Tercero, las autoridades judiciales y policiales no adoptaron medidas de arraigo ni detención oportuna, permitiendo que hoy no haya un solo condenado en prisión. Sin ejecución efectiva de la sentencia ni reparaciones pagadas, la justicia sigue siendo simbólica.

La responsabilidad del Estado en esta tragedia es innegable. Pero, además de su inacción estructural, el caso ha sido analizado y resuelto judicialmente con pruebas claras, detalladas y suficientes. Vale la pena revisar lo que dice la propia sentencia.

Una emboscada anunciada

El fallo describe con claridad el móvil y el modo de ejecución: los líderes ashéninkas fueron asesinados en una emboscada armada mientras caminaban hacia una reunión en territorio fronterizo. El crimen fue consecuencia de un conflicto sostenido entre las víctimas y taladores ilegales que vieron amenazados sus intereses económicos por las denuncias lideradas por Chota y sus compañeros.
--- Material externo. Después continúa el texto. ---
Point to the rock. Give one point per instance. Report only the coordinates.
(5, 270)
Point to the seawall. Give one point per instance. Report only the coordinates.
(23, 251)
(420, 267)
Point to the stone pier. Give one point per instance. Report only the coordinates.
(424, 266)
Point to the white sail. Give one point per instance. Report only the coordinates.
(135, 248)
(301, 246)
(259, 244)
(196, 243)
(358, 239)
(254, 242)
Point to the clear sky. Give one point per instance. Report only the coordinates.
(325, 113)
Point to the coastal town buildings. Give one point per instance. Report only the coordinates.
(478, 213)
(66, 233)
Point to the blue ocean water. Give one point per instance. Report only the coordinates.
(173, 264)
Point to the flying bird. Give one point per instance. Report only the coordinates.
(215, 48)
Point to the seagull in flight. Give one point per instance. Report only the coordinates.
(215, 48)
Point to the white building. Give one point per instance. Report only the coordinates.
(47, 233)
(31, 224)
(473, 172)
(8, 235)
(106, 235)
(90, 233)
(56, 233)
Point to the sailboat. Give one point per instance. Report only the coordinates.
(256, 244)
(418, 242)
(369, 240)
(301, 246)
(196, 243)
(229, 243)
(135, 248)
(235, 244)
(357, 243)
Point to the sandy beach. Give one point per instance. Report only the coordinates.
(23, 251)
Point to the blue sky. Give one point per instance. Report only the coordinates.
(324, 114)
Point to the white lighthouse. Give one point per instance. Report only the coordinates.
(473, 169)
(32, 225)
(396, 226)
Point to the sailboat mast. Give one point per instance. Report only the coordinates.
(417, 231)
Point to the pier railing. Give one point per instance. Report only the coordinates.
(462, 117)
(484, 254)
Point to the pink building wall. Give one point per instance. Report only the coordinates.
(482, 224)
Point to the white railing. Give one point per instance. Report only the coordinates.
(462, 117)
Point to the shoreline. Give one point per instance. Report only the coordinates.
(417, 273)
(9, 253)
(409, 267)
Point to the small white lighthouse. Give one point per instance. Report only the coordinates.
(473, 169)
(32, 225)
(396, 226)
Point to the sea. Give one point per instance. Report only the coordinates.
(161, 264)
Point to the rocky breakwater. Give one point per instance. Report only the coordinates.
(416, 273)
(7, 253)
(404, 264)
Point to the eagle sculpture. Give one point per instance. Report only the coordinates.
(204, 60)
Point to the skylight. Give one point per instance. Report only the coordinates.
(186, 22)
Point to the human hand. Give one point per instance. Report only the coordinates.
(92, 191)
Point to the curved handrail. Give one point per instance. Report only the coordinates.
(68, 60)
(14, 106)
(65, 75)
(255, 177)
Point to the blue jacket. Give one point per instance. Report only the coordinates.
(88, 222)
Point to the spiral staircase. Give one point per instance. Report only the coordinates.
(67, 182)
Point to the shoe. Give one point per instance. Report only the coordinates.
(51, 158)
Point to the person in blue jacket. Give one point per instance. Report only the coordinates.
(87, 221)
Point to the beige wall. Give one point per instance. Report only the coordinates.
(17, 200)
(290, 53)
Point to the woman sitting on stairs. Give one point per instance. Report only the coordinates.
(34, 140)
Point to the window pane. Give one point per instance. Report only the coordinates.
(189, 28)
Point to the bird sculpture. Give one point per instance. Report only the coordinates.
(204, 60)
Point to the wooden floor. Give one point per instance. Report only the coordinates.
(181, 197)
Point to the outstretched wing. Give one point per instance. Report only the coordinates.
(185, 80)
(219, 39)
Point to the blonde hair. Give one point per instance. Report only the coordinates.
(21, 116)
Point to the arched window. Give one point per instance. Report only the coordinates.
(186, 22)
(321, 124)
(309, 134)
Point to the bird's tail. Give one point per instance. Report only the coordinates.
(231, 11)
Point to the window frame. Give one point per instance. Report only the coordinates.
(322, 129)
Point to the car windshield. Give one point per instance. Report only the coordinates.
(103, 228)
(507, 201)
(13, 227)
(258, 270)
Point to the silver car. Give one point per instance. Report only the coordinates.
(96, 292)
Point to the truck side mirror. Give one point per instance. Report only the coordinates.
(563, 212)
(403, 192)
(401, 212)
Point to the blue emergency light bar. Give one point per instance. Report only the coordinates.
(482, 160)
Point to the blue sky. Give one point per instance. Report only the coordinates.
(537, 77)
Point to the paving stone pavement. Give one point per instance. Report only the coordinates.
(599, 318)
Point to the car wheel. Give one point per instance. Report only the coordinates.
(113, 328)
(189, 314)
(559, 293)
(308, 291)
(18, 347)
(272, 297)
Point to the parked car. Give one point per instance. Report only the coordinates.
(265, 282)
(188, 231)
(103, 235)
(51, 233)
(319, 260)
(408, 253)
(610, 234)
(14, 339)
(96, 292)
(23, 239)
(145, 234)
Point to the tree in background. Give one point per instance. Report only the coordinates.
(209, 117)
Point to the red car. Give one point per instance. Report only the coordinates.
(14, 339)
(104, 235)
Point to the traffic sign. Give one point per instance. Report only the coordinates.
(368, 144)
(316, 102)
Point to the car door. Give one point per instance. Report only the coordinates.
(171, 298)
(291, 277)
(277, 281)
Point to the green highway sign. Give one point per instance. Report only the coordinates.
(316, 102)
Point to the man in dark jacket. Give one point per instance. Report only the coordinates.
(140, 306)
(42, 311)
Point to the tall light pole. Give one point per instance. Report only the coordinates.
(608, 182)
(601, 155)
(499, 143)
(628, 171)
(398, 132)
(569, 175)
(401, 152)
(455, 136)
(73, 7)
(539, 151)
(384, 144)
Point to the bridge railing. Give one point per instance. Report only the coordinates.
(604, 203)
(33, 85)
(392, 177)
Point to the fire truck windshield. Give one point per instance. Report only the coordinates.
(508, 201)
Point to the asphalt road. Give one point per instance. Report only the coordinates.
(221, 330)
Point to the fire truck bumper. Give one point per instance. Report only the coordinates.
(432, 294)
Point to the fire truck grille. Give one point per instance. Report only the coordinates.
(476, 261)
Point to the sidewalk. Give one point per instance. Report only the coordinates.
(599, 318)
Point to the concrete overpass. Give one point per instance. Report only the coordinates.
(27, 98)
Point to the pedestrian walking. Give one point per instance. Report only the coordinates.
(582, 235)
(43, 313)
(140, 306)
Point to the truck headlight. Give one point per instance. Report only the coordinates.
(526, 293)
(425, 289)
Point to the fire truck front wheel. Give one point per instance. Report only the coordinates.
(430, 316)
La condena se basó en prueba indiciaria sólida y abundante: 28 elementos entre antecedentes, testimonios, pericias, documentos y actos posteriores al crimen. Destaca el testimonio de un testigo protegido que presenció la planificación del asesinato y el regreso de los responsables tras cometerlo. Su relato fue coherente, detallado y reforzado por múltiples elementos objetivos.

La Sala también valoró declaraciones de testigos adicionales, pericias balísticas, necropsias, reportes de incautación de madera ilegal y documentos oficiales. En contraste, el único testigo presentado por la defensa fue descartado por su evidente parcialidad: era compadre espiritual de uno de los acusados.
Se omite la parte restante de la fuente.